I am currently doing some consulting work at an engineering firm who rolled out SAP GRC (compliance colaborator) during my time with them. As part of an initial rollout of the tool we are utilising the SAP Global ruleset. Since its implimentation to the latter part of last year, we have started to get to know the tool quite intimately, however I seem to have run into two rather puzzling problems.
The first: We decided, after consultation with business, to deactivate a transaction code in function PR02 of the Global rule set i.e.
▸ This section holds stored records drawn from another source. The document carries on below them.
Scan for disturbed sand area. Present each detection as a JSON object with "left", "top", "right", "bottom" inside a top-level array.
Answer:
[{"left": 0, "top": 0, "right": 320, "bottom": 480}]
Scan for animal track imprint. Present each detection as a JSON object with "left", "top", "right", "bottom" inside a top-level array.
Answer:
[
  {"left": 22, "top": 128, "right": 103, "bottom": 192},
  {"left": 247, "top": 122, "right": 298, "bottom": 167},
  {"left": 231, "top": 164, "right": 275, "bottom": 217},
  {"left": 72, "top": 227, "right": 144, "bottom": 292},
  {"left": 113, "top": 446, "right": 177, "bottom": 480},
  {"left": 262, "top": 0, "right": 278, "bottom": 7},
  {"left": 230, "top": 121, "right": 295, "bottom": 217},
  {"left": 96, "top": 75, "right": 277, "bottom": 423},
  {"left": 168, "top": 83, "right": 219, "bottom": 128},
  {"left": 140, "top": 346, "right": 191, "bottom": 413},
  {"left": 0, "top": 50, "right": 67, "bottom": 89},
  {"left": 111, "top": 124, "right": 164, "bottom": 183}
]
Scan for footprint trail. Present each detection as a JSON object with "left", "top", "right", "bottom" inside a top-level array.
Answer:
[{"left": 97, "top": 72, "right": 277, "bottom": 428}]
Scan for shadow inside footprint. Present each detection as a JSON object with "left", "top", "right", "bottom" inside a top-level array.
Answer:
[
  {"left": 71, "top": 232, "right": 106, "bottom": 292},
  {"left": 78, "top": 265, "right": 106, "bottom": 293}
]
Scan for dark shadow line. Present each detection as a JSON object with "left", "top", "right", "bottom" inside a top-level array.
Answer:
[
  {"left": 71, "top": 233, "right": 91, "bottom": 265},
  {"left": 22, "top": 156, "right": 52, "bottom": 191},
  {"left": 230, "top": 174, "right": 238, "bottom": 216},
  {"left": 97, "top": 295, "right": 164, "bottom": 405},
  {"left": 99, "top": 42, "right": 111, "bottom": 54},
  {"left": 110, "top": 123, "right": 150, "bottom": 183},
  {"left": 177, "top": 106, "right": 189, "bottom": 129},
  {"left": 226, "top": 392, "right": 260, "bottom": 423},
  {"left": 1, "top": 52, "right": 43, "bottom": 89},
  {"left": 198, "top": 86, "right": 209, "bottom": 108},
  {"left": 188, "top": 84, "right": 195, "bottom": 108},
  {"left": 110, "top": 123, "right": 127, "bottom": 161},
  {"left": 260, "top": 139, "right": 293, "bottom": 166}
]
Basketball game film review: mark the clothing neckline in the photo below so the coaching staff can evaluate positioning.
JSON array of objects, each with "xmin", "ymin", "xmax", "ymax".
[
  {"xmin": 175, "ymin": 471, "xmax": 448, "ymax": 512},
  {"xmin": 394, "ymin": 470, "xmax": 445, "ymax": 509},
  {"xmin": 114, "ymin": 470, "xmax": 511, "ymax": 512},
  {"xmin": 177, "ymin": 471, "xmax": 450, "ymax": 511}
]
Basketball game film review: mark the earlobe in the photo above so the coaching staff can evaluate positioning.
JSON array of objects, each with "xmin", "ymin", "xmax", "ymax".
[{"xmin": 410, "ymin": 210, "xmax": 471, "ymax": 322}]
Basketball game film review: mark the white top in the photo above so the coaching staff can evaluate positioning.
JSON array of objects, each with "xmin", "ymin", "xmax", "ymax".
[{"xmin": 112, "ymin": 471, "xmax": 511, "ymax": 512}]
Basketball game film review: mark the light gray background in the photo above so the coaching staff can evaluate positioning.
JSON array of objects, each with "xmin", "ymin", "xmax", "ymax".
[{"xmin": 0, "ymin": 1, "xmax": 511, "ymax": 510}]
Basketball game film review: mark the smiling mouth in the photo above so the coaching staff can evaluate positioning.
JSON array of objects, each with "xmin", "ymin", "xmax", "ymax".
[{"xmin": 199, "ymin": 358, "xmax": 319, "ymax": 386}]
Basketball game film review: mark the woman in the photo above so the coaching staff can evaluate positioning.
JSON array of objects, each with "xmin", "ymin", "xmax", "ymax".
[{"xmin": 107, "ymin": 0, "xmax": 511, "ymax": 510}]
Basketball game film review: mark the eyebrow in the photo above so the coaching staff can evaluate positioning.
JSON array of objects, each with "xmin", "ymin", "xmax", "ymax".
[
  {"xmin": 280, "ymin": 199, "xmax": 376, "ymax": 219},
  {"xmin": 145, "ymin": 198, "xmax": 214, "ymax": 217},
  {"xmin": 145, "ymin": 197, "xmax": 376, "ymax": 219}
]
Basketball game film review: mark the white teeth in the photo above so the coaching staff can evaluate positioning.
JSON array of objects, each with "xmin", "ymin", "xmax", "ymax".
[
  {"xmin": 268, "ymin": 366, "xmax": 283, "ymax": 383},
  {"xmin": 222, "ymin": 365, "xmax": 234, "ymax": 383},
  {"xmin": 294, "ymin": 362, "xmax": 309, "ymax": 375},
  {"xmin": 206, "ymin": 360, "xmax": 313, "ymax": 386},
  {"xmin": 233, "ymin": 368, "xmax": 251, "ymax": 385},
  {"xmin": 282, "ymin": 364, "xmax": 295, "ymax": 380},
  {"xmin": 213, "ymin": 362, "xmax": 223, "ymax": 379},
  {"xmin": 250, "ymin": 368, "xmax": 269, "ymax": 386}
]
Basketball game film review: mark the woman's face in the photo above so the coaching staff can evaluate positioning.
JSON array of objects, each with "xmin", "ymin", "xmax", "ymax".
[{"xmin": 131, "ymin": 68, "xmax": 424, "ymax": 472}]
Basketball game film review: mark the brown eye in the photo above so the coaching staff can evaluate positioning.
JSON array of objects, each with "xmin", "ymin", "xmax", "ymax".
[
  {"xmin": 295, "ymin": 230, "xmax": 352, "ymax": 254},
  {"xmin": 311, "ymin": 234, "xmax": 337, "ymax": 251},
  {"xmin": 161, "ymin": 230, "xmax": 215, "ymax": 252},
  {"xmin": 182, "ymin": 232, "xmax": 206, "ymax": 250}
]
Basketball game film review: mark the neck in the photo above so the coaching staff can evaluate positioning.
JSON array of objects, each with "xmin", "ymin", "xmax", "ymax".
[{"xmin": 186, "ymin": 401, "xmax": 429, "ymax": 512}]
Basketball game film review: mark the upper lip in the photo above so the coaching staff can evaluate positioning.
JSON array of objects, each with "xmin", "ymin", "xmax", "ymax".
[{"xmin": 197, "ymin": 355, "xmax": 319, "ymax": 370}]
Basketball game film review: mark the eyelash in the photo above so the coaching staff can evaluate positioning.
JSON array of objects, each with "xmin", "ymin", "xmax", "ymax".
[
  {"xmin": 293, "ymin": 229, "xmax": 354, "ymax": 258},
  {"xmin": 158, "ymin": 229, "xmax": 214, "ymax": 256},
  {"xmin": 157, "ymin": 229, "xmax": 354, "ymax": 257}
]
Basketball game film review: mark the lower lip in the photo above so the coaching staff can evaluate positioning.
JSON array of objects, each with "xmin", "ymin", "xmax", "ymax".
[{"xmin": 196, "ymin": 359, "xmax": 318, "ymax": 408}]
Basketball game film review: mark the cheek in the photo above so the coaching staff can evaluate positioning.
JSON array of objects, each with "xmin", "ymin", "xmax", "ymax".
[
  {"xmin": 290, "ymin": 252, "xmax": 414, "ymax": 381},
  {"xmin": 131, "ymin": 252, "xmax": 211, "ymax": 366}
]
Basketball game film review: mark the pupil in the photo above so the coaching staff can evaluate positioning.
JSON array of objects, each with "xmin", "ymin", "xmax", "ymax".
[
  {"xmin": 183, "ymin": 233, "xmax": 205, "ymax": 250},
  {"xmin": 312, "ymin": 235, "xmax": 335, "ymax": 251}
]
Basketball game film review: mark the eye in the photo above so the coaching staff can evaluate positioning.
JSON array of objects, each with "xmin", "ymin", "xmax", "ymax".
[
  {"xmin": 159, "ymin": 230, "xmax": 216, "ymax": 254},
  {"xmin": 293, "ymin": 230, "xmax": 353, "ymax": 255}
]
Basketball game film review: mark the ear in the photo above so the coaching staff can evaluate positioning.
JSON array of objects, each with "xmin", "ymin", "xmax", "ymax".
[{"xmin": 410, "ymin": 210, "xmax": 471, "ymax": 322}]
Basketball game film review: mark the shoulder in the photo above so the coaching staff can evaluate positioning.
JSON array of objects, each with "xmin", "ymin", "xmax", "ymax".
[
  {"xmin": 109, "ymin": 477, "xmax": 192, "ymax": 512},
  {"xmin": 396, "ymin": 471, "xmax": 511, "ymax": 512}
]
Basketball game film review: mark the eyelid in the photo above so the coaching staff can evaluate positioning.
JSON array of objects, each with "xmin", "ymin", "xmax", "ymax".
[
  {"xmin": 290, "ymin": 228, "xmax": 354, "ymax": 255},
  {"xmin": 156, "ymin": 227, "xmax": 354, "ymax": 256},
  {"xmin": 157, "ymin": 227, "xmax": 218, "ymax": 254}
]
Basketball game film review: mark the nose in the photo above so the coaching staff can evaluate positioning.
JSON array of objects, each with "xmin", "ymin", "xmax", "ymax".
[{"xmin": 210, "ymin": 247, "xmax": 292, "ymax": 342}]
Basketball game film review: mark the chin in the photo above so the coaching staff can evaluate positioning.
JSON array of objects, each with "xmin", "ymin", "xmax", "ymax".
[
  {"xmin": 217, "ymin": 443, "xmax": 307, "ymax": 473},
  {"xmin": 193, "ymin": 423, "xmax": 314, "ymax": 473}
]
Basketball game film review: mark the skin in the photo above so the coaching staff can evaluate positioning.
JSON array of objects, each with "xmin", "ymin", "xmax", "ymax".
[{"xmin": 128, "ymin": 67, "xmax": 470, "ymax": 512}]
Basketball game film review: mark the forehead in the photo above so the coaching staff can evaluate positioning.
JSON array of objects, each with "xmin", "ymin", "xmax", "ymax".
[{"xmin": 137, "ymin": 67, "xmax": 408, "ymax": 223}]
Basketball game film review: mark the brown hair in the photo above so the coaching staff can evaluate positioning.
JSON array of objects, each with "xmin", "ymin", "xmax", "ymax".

ME23N, however eventhough all of the objects i.e. M_BEST_BSA, M_BEST_EKG, M_BEST_EKO and M_BEST_WRK, has been deactivated and the status of ME23N in PR02 is reflected as disabled, we still get risks relevant to ME23N (for Function ID PR02) reported, whenever we run a simulation on either all or specific users. What could the reason be for this to occur?
The second: During some simulations we have identified that a couple of transaction codes have pulled through in conflict reporting, which has not even been assigned to roles allocated to users (using SIUM in SAP to investigate). When analysing the detail reports the risk, user and role is therefore inaccurate. Is there any possibility that GRC has identified this incorrectly (why would this occur) and if not incorrect how could we investigate the matter?
I would like to thank anyone who takes the time to read this post, and provide any information, advice.